Kamil Majcherek

Visit: May 6 - June 5, 2024

Discipline: Philosophy

Project Title: Medieval Metaphysics of Numbers, 1250-1500

Affiliation: Trinity College, Cambridge

Host: Richard Cross

I am a Title A Fellow (a.k.a. Junior Research Fellow) in History of Philosophy at Trinity College, Cambridge. I work mainly on the metaphysics and natural philosophy in the late Latin Middle Ages, from around 1250 to 1500. I completed my PhD at the University of Toronto in 2022, with a dissertation on Medieval Metaphysics of Artefacts 1250-1500, which is currently under review as a monograph. I also specialise in medieval palaeography and textual editing.

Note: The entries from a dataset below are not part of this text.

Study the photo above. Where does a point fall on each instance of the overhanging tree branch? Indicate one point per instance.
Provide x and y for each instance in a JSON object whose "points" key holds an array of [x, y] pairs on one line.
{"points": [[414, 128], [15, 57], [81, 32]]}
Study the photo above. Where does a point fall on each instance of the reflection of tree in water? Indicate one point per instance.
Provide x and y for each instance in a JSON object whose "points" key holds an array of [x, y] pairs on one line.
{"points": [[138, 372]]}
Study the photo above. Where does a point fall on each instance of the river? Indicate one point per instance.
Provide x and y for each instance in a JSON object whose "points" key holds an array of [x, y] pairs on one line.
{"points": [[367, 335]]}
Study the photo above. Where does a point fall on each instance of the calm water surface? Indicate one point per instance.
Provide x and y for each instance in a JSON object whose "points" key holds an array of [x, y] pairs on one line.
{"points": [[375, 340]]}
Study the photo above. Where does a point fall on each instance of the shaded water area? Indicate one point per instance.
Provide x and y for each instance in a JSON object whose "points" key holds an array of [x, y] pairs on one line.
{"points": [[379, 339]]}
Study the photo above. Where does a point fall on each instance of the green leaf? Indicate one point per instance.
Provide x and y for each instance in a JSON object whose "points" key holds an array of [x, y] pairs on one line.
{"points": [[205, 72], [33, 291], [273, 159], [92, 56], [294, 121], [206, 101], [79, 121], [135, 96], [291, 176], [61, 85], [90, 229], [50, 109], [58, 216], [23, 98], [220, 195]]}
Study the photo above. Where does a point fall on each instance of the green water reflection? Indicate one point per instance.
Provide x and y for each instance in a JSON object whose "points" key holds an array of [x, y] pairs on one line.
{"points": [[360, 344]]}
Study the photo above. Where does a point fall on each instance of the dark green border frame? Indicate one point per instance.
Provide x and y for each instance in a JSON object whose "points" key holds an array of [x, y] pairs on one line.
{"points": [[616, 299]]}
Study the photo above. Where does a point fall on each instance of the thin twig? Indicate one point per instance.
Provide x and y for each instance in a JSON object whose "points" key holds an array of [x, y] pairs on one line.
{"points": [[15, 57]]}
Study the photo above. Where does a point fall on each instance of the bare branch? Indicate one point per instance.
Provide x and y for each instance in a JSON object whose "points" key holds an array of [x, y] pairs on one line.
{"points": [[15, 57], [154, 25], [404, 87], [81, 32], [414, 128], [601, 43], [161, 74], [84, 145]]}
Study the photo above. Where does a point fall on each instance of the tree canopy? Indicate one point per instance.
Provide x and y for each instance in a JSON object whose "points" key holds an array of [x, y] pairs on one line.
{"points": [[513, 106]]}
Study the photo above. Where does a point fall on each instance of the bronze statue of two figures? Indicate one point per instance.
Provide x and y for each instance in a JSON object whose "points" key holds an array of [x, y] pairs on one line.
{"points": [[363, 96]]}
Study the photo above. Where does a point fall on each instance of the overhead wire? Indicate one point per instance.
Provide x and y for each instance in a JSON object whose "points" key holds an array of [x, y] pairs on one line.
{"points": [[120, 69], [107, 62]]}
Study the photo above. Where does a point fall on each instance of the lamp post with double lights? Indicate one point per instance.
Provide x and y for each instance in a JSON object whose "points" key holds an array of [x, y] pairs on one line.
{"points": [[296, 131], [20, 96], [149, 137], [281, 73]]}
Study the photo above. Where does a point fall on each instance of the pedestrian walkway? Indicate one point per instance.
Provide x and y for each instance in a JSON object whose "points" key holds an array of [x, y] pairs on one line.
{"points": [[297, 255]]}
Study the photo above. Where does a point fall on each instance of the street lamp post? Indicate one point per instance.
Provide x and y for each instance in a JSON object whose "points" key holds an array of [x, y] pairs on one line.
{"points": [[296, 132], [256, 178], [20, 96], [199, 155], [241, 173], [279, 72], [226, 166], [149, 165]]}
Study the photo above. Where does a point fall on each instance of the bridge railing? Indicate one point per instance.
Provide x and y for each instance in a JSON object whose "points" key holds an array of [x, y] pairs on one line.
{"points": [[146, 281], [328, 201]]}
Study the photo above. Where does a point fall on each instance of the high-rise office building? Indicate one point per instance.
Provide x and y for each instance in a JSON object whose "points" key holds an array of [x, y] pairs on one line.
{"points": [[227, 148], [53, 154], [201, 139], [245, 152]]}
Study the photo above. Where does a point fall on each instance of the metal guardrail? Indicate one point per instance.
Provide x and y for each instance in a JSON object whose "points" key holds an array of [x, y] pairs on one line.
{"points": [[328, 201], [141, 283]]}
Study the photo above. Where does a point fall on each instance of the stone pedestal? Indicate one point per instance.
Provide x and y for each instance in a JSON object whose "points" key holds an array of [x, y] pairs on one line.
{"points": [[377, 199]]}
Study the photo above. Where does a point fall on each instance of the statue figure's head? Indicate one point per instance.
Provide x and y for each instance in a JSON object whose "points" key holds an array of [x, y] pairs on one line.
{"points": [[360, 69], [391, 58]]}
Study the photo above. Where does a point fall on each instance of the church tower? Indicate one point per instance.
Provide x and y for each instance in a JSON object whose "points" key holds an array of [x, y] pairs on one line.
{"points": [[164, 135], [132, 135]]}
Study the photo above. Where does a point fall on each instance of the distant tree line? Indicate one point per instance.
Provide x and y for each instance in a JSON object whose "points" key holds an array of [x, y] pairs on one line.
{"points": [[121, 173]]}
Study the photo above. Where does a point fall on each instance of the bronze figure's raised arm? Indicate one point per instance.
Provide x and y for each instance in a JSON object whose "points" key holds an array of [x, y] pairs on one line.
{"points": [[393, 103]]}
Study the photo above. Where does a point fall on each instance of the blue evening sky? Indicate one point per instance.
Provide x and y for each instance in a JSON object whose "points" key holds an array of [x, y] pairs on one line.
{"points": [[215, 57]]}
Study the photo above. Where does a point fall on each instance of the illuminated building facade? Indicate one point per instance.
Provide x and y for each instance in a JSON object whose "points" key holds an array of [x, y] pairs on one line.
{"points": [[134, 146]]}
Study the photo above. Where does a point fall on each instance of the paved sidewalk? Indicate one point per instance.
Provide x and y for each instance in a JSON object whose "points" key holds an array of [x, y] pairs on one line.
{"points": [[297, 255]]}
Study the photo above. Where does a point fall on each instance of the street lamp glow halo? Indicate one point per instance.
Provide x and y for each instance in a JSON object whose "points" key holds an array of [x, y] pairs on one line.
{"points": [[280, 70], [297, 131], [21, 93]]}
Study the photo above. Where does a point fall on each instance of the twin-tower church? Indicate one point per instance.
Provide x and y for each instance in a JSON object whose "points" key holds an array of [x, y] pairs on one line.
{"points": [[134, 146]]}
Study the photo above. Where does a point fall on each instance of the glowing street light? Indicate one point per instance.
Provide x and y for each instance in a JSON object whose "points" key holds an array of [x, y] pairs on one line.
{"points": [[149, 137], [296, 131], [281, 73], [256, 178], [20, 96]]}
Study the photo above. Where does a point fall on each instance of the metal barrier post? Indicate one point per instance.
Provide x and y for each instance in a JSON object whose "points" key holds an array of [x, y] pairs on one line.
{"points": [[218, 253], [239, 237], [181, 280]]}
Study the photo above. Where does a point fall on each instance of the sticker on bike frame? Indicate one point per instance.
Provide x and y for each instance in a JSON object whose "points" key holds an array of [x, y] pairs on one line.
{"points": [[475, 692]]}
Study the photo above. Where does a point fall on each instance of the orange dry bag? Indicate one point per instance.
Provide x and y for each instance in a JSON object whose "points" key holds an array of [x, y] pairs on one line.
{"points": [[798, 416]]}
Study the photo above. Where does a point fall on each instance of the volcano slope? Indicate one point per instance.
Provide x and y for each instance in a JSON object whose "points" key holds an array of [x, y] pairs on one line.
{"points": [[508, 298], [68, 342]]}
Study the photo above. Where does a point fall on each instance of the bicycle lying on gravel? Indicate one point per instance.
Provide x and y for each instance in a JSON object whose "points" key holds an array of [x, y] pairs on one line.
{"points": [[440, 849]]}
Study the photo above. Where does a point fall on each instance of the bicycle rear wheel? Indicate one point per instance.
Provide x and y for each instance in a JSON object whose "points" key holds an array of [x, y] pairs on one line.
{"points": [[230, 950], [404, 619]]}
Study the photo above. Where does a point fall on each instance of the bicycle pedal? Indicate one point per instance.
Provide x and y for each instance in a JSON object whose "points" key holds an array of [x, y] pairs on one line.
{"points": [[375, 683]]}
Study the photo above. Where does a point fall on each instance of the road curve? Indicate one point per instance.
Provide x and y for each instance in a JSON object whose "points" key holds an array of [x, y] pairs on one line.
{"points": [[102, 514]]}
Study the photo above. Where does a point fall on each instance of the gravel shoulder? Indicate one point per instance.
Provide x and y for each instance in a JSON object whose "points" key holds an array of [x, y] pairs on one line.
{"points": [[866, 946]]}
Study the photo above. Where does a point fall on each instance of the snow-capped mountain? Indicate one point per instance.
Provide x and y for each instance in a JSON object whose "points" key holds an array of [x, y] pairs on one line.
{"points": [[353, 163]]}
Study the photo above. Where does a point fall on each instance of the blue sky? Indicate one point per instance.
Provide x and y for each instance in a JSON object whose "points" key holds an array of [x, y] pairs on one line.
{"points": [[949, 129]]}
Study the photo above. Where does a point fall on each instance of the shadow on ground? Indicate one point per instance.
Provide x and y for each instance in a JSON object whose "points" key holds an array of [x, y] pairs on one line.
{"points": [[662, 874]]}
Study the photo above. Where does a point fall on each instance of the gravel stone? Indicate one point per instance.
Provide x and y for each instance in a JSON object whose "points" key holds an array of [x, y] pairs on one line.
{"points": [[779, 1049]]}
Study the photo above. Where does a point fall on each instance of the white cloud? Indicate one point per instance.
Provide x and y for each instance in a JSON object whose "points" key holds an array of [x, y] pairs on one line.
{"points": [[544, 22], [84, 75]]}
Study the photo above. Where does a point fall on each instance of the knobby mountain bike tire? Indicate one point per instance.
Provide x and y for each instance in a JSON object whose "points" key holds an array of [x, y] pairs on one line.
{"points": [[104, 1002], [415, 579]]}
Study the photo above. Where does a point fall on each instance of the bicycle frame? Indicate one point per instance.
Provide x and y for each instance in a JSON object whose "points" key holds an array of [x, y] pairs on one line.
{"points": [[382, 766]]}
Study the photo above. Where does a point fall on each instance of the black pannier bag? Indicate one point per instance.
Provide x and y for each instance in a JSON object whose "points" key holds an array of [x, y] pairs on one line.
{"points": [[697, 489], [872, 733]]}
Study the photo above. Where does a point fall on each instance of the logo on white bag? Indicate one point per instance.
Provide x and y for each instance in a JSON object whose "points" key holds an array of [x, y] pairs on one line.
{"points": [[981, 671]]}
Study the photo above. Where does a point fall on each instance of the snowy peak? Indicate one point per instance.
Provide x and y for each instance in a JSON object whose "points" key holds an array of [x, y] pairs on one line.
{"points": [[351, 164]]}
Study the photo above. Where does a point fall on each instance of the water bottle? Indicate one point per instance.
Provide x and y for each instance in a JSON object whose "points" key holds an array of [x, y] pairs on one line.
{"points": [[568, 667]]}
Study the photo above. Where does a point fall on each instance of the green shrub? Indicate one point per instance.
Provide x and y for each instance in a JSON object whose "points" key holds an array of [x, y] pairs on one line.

During my stay at ND, I will continue working on my second monograph, on Medieval Ontology of Numbers 1250-1500. The medieval debate that I study was focused on the question concerning the ontological status of numbers: Are numbers something distinct from the numbered things, and if so, where do they exist: in reality (if so, in what sense), in the mind (again, in what sense), or perhaps numbers have no reality independent of the numbered objects? The late medieval authors were puzzled by this question as well as many further issues clustered around it, such as, What are numbers metaphysically speaking? How (if at all) is it possible that a number is something one despite the fact that it is an aggregate of discrete unities? Even though the medieval debate about these questions was heated and attracted the attention of the foremost minds of its era, thus leading to a great abundance of diverse and sophisticated views, there has been almost no scholarship on this topic; hence my attempt to fill the lacuna in our knowledge, first via a series of articles and critical editions and ultimately the monograph. During my stay at ND, I will most probably be predominantly focused on the discussions within the Thomist camp, but I will also be working on making the first half of the book, which is now ready, into a coherent and readable whole.